Azmi: I think Fire was certainly proactive in opening up [a dialogue] and even revisiting Section 377, which criminalizes homosexuality. Taare Zameen Par dealt with dyslexia and opened up the debate about dyslexia. So cinema does have [an impact] — and if it is within the mainstream, even more, because then it reaches out to a large number of people.
India Knowledge at Wharton: Going back to the issue of women, another thing that’s been facing a lot of criticism is that item songs (a popular term for provocative songs, usually starring women) in films encourage violent behavior.
Azmi: I don’t think that men are raping women because of item numbers. That can’t be true. But the fact is item numbers [project] women as being commoditized and objectified and somewhere that creates an atmosphere. It seems kosher and OK to treat women as objects because the business of cinema is about images and when you have fragmented images of a woman’s bosom and her swiveling hip and her twisting navel, it robs the woman of all autonomy and subjects her to the male gaze. Vulgar lyrics and suggestive, voyeuristic camera angles do not celebrate a woman’s sexuality, they actually objectify her. So under the guise of saying that you’re celebrating women’s sexuality, you are actually objectifying her in item numbers.
India Knowledge at Wharton: So does the film industry have a responsibility then?
Azmi: Of course, but to each her own. Because I feel this way, it’s not necessary that this view needs to be shared by somebody else. Some people feel that the purpose of cinema is entertainment — which in itself is a healthy enough goal, provided you define what constitutes entertainment. But I come from a family where I grew up believing that cinema — art — should be used as an instrument for change and that’s the kind of cinema I’ve largely done and been attracted to. It doesn’t mean that it must be a didactic, boring film. But if you take on an issue, particularly when it comes to empowerment of women, I think it’s very important to have much more of positive images of women in cinema and theater and television, etc. I find it curious that television has so many women behind the screen and yet it hasn’t led to positive images of women. They sort of lean into the stereotype.

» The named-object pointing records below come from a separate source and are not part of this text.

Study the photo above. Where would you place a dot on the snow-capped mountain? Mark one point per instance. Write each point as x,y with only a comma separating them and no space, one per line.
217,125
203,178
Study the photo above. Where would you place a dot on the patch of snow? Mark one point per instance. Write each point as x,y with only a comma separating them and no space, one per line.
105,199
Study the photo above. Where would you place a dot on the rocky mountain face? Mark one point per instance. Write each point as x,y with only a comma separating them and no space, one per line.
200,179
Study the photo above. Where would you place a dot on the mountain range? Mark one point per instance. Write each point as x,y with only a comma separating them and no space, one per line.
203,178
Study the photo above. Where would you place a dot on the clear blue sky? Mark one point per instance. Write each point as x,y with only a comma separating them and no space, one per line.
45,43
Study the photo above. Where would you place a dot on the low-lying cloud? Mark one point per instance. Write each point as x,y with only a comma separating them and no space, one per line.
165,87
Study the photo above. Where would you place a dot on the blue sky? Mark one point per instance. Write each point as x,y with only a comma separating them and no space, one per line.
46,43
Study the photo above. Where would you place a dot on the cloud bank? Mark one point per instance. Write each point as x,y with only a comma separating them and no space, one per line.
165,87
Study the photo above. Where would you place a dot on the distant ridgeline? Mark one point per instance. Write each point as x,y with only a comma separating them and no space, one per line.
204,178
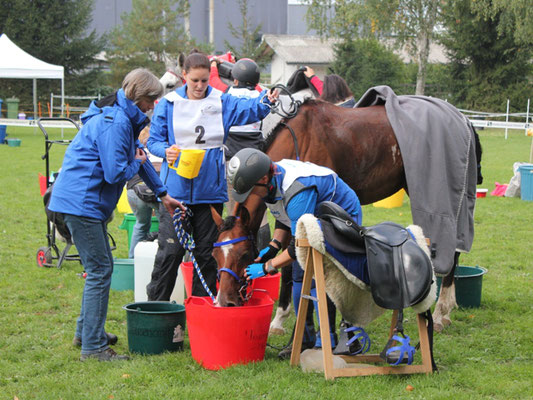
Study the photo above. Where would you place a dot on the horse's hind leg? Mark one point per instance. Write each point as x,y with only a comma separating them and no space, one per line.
284,304
447,301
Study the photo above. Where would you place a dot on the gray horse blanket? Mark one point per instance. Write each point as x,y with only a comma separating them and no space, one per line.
438,151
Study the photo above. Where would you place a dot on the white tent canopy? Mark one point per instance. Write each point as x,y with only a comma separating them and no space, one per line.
17,64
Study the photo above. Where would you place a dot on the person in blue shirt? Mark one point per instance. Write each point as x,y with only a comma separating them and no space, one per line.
104,154
290,189
195,116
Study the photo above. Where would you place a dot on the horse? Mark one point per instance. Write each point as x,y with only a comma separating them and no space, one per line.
361,147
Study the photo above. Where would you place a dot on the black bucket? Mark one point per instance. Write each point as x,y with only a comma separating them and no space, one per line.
155,326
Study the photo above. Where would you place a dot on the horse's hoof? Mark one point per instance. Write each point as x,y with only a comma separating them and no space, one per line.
276,331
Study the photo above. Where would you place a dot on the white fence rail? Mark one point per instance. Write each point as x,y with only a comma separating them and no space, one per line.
482,119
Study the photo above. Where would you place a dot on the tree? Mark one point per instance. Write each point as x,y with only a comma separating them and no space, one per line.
364,63
488,65
410,23
250,39
150,36
55,32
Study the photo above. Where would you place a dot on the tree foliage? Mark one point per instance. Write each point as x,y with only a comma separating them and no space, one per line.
410,23
250,37
150,36
488,66
364,63
55,32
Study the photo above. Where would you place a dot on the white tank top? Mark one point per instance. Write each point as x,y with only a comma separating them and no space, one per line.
249,94
197,123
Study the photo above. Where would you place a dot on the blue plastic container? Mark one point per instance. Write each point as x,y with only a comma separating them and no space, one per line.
526,182
3,134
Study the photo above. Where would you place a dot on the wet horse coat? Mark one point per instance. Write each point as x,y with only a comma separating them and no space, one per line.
361,146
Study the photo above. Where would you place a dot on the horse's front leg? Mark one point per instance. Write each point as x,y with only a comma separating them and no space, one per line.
284,303
447,301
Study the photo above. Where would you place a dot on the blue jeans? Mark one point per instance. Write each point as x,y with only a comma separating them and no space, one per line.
90,237
143,215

India Knowledge at Wharton: Why do you think that is? Is there a different demographic?
Azmi: They say that it’s all driven by TRPs [Television Rating Points] and it’s driven by what they are told by the channels [as to] what works and what doesn’t work. [But] how accurate can TRPs be in a country of a billion people? You have a reading of 800 homes and you think that can be used as a reflection of what people are watching? It’s very faulty.

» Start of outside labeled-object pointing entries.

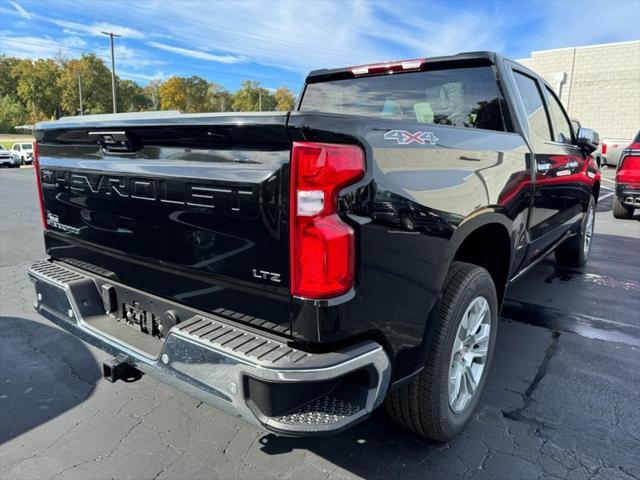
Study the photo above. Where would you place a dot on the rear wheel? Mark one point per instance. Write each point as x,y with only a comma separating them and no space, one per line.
407,223
439,402
575,251
620,210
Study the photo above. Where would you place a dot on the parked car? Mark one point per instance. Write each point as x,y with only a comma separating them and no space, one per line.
22,152
6,158
297,269
610,150
627,195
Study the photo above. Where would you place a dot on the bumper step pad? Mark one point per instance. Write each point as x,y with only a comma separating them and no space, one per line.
214,359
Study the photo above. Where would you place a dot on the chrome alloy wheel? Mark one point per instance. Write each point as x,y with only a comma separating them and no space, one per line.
588,229
469,355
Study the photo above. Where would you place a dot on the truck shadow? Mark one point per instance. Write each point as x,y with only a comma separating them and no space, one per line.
45,373
378,448
508,418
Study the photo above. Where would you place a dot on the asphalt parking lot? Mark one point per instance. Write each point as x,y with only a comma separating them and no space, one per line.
563,398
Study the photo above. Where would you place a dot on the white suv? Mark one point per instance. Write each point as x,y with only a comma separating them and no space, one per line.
6,158
22,153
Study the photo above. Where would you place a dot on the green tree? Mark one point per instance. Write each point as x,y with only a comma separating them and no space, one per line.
37,87
152,92
184,94
252,98
131,97
285,99
8,81
12,113
218,99
95,78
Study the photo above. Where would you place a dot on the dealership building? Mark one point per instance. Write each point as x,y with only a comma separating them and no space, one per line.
599,85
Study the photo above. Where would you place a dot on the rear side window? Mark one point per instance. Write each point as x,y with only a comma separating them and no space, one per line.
561,124
461,97
533,105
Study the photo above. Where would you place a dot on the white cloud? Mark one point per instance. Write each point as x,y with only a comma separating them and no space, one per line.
197,53
21,11
316,34
128,57
40,47
95,29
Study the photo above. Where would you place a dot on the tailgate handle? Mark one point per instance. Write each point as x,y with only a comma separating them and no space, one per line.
115,141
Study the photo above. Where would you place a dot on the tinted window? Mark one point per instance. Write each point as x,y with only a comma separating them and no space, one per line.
462,97
533,105
561,125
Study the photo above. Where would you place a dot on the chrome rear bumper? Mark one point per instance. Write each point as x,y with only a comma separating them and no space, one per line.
234,368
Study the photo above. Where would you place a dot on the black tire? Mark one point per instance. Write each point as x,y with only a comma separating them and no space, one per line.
575,251
620,210
407,223
423,406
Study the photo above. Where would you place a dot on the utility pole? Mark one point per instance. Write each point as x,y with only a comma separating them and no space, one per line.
80,93
113,70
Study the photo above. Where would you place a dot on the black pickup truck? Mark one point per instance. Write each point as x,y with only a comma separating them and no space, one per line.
299,269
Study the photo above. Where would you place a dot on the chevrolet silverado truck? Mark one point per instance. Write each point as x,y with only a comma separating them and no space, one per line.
301,269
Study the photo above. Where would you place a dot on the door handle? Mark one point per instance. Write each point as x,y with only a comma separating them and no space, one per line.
543,167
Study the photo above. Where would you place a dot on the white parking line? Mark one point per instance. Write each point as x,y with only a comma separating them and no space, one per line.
602,197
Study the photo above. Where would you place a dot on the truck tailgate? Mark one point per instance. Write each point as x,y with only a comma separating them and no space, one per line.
194,210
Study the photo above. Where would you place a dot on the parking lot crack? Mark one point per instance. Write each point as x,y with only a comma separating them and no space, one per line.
527,396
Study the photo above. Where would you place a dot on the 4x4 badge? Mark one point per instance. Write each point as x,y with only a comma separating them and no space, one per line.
404,137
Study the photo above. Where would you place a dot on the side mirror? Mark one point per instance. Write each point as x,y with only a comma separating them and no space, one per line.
588,139
575,124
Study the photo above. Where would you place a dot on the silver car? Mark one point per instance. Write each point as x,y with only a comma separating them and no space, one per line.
22,152
6,158
610,150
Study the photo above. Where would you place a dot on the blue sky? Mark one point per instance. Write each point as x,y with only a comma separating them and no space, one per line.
278,42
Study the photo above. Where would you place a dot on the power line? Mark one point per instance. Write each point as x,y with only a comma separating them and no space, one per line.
202,67
113,70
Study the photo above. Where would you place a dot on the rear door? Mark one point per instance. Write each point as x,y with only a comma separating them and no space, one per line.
558,164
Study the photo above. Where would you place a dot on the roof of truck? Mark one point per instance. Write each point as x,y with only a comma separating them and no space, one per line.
344,72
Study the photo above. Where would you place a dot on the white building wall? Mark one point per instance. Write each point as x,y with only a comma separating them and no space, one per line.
602,87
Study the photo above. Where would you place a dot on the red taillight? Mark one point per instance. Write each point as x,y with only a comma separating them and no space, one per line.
322,245
36,165
388,67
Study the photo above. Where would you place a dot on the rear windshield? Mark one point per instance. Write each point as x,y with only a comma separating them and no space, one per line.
461,97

India Knowledge at Wharton: The people who are watching these TV serials are, in theory, the same people who are watching films which are pushing the definitions of what women stand for. But are TV and films are still fairly separate worlds in India for the most part?

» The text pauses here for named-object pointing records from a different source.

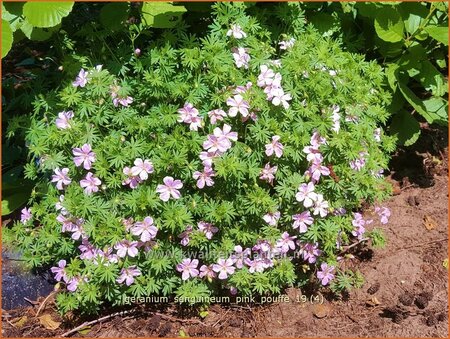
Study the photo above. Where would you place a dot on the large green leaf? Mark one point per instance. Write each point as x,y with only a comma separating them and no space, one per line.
162,14
406,127
112,15
46,14
439,33
7,37
389,25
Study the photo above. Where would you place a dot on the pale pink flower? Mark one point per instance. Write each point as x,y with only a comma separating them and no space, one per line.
126,247
265,77
237,32
84,155
63,119
188,268
237,105
25,215
216,115
142,168
61,178
169,189
267,173
127,275
208,229
272,218
320,206
302,221
224,267
286,242
205,177
145,229
275,147
241,57
90,183
306,194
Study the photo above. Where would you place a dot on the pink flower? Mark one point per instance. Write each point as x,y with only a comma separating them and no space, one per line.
224,267
188,268
237,32
267,173
61,178
240,255
317,170
128,274
320,206
207,271
84,155
204,178
25,215
279,97
265,77
132,181
208,229
237,105
326,273
59,271
284,45
145,229
216,115
214,144
286,242
275,147
306,194
170,188
142,168
90,183
272,218
225,133
185,235
126,247
63,119
310,252
313,153
241,58
302,221
81,79
384,214
72,284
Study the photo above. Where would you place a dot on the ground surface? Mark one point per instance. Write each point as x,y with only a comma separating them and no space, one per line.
405,294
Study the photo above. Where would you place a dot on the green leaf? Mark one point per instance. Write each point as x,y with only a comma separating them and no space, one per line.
112,15
46,14
7,37
162,14
439,33
389,25
406,127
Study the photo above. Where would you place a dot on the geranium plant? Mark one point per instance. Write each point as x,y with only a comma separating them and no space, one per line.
235,162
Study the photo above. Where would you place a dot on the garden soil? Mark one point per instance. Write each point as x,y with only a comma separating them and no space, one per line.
405,293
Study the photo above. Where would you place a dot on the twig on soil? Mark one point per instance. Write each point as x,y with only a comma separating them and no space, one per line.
93,322
43,303
422,244
353,245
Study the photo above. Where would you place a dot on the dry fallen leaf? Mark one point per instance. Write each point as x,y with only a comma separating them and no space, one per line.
429,222
19,322
47,321
373,302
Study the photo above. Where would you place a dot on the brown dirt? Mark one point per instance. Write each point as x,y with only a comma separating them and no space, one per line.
405,293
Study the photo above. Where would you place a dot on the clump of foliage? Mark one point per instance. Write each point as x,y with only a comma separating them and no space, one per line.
229,162
409,39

Azmi: Yes. Except now a lot of heroes have started doing [programs] on television. You have [actors] Amitabh Bachchan and Salman [Khan] and others. But they’re doing talk shows and [things] which are different.
India Knowledge at Wharton: You have balanced films and politics and activism. Could you summarize an ideal interaction you see between these areas?
Azmi: I think that for an artist, her resource base must be life itself. Because unless you’re connected with life, how are you going to bring about any richness of character? Unless you’ve observed life and observed people, observed their idiosyncrasies, observed injustice, how can you bring it to play truthfully? If your resource base is life, then politics is going to influence you. Obviously, injustice is going to influence you because that’s what you sense in the air around you. It’s going to reflect in the choice of films or the choice of work that you decide to do. So for me, it’s a very natural progression. It isn’t one informing the other. They sort of both overlap and inform each other.